LA VERGOGNA DELL’ITALIA CHE RINUNCIA AL MINUTO DI SILENZIO PER AGROPPI

Basterebbe la Supercoppa italiana giocata in Arabia per indispettirsi, a dir poco. Basterebbe anche meno, la Supercoppa con le semifinali, la presa in giro del calcio a sé stesso, il calendario troppo fitto di cui tutti si lamentano che si infittisce ancora di più.

A essere fitto in realtà non è il calendario, ma la nebbia fatta di dobloni che offusca le menti degli illuminati dirigenti delle Federazione e che porta a scelte imbarazzanti, che tuttavia nessuno nell’ambiente osa mettere in discussione, se non timidamente in conferenza stampa. Nessuno tra i dirigenti e nessuno tra i tifosi, noi, criticoni e insofferenti, ma poi lì pronti e schierati davanti agli schermi con birra e popcorn.

È l’imprinting che ci deturpa il senno fin dall’infanzia, il calcio, il tifo, che giustificano tutto e che vogliono i calciatori e tutti quanti intorno a loro incapaci di un gesto ribelle.

Poi muore Agroppi, proprio oggi e guarda che razza di seccatore questo bischero di un toscano. Poteva andarsene la settimana prossima, magari martedì. O mercoledì, andava benissimo, e invece oggi. Tocca metterci testa, e che testa, e decidere il da farsi. Ci sarebbe da metter lì un minuto di silenzio, pro forma, pro forma mentis anche, ma gli arabi dove li metti?

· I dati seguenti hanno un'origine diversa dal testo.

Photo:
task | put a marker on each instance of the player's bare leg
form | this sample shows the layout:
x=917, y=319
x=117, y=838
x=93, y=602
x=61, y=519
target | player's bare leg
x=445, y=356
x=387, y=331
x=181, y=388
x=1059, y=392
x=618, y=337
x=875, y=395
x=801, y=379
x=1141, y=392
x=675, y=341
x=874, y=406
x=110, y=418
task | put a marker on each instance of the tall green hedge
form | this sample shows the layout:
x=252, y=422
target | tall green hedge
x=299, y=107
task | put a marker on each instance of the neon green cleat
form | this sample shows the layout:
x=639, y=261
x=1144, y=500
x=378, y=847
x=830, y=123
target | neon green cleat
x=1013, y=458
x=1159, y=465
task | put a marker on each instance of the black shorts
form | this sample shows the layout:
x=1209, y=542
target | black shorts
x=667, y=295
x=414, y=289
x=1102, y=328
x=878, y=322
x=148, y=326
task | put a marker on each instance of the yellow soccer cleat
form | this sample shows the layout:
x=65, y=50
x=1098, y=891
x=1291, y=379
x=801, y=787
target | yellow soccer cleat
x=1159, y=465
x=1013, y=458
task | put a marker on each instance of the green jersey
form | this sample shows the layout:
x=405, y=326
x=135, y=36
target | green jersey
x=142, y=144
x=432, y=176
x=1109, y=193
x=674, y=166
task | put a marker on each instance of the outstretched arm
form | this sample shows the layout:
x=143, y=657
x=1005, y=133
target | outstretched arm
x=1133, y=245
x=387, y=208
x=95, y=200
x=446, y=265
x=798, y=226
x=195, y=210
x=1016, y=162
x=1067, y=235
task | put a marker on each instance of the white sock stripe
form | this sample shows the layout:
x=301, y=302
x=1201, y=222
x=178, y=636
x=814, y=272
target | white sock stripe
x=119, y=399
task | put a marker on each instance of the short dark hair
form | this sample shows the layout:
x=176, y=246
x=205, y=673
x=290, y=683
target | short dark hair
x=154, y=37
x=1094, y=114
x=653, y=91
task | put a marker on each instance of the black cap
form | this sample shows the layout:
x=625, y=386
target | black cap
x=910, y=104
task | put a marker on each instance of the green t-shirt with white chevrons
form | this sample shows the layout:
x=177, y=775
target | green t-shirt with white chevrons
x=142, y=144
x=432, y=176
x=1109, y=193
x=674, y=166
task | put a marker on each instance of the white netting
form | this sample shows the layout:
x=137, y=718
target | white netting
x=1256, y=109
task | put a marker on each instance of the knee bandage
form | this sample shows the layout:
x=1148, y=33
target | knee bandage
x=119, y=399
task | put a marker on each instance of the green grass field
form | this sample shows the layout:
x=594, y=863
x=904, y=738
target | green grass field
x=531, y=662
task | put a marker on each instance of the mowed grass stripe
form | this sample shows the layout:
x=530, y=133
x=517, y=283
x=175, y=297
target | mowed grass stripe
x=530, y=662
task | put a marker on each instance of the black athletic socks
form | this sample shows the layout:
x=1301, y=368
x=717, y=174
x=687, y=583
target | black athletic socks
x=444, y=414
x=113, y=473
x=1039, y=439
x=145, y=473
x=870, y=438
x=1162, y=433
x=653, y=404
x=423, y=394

C’è il rischio che fischino questi arabi, come per Riva e per Beckenbauer, già successo. Vedi che roba, che rischi si corrono a metter la Supercoppa in Arabia, vuoi fare il bene del calcio e poi ti capitano queste grane. Dicono che per gli arabi il silenzio non sia associato al lutto, ma poi chi lo spiega agli italiani che questi non intendono mancare di rispetto, questi così generosi e riverenti nei confronti del nostro calcio.

Uno schifo, giusto per venire al dunque. Come sempre, la soluzione da italiani cuordileone, a schiena dritta, tutti d’un pezzo: siccome quelli ci ricoprono d’oro, noi le condoglianze e il minuto di raccoglimento ad Agroppi non lo possiamo proprio fare. Davanti alle grane, noi scantoniamo e ci facciamo riconoscere. E’ sempre 8 settembre, in fondo.

C’è un tempo per vivere e c’è un tempo per morire, sta scritto più o meno così nell’Ecclesiaste. Ecco, sembra che Agroppi abbia scelto il tempo sbagliato, sia pure per pochi giorni. O per qualche dollaro in più.